За гипсом идет охота, а органы используют его в качестве живца… Кегебисты соблазняют его большими деньгами, и он ходит по городу с огромной пачкой, где хватило бы не только на шубу… Он все щупает, покупает, его пожирает страх, он ежеминутно ждет убийства, он представляет, как они, ни о чем не думая, ничуть не церемонясь, оторвут мою руку, с мясом, с костями, на что им какой-то человечек, им гипс нужен, тем и другим, гипс — и больше ничего.
И вот я сплю на своей узкой кроватке, один, а он ползет, в его пальцах ножницы…
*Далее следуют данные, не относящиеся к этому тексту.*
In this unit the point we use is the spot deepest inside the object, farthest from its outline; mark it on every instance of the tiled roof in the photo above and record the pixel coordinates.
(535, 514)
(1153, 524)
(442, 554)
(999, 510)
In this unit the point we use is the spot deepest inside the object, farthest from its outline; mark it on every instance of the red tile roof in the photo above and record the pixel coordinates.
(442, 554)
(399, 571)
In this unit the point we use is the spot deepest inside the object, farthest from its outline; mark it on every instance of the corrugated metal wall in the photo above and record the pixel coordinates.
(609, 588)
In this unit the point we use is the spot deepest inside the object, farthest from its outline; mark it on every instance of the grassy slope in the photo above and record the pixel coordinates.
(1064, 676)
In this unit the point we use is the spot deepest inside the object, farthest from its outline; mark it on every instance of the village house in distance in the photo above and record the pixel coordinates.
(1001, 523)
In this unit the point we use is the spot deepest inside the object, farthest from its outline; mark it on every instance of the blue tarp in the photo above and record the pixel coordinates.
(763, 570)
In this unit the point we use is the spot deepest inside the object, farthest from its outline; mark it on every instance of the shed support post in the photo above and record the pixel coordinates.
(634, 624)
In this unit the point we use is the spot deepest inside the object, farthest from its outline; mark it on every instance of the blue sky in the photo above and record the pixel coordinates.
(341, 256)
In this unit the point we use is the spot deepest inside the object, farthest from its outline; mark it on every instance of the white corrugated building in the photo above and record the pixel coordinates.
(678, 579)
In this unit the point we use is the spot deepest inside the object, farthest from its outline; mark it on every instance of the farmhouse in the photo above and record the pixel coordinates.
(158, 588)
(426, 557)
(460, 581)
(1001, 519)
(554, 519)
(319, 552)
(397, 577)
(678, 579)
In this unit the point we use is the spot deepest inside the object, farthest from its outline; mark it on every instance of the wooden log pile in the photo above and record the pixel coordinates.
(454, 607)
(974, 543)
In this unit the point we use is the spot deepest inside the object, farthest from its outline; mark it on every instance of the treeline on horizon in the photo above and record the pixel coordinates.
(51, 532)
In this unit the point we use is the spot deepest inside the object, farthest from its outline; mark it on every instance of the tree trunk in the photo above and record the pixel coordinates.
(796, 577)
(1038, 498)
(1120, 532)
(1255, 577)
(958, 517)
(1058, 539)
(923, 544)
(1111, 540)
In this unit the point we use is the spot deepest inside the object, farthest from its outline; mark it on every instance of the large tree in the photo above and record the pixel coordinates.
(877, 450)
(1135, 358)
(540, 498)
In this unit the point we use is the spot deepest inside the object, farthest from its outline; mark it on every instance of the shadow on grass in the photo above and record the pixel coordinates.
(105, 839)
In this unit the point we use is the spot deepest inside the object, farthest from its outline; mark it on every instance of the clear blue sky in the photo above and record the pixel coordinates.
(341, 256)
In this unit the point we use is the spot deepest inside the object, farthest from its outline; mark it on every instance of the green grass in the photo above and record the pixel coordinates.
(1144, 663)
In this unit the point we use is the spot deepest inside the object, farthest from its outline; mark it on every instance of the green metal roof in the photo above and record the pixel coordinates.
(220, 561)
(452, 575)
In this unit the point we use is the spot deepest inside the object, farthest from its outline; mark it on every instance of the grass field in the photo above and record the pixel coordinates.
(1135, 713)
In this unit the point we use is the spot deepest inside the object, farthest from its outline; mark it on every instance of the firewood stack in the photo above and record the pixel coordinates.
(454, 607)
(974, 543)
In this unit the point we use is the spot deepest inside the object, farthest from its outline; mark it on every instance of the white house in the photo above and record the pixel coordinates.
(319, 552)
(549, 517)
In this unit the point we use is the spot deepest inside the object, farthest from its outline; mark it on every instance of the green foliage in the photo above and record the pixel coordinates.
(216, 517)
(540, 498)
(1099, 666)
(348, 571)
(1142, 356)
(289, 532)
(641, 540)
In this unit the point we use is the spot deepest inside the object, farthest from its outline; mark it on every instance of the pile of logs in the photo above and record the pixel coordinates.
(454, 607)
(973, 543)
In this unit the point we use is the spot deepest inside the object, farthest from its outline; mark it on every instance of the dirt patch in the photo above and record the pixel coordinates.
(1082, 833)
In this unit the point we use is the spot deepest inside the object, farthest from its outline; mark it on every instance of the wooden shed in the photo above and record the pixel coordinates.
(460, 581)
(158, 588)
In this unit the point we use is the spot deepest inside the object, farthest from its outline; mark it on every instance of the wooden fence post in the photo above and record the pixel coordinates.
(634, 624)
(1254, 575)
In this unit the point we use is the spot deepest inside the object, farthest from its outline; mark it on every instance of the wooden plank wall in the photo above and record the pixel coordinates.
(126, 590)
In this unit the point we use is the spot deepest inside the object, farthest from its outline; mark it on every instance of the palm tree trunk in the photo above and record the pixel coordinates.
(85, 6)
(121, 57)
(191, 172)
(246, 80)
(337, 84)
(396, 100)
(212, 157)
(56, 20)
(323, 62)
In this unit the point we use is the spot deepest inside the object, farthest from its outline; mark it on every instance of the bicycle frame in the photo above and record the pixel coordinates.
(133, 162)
И тогда рука превращается в символ, в некий неотвратимый летающий жупел, она живет самостоятельной жизнью, отделяется от туловища живца и нападает на его убийцу. Сцена снята в багровых тонах, лицо убийцы искажается ужасом — наезд — рука подбирается к воротнику, душит — крупный план, деталь — живец хохочет, пляшет на одеяле в кальсонах, рука царапает мои щеки, разрывает рот, и вот уже глаз лопается, словно гнилая виноградина, я просыпаюсь — холодный пот, память, отчаяние…
Мы шли по степи и пришли.
Я лежу на раскладушке в палатке, со мной под брезентом еще семеро, брезентовые души — наверное, им всем снится наш коллективный поход в кино, эта рука… Я вытягиваю шею, как любопытный гусь, и смотрю в сухой угол. Койка Сухова пуста — Гюльчатай. Далеко в черной степи кричат удоды…»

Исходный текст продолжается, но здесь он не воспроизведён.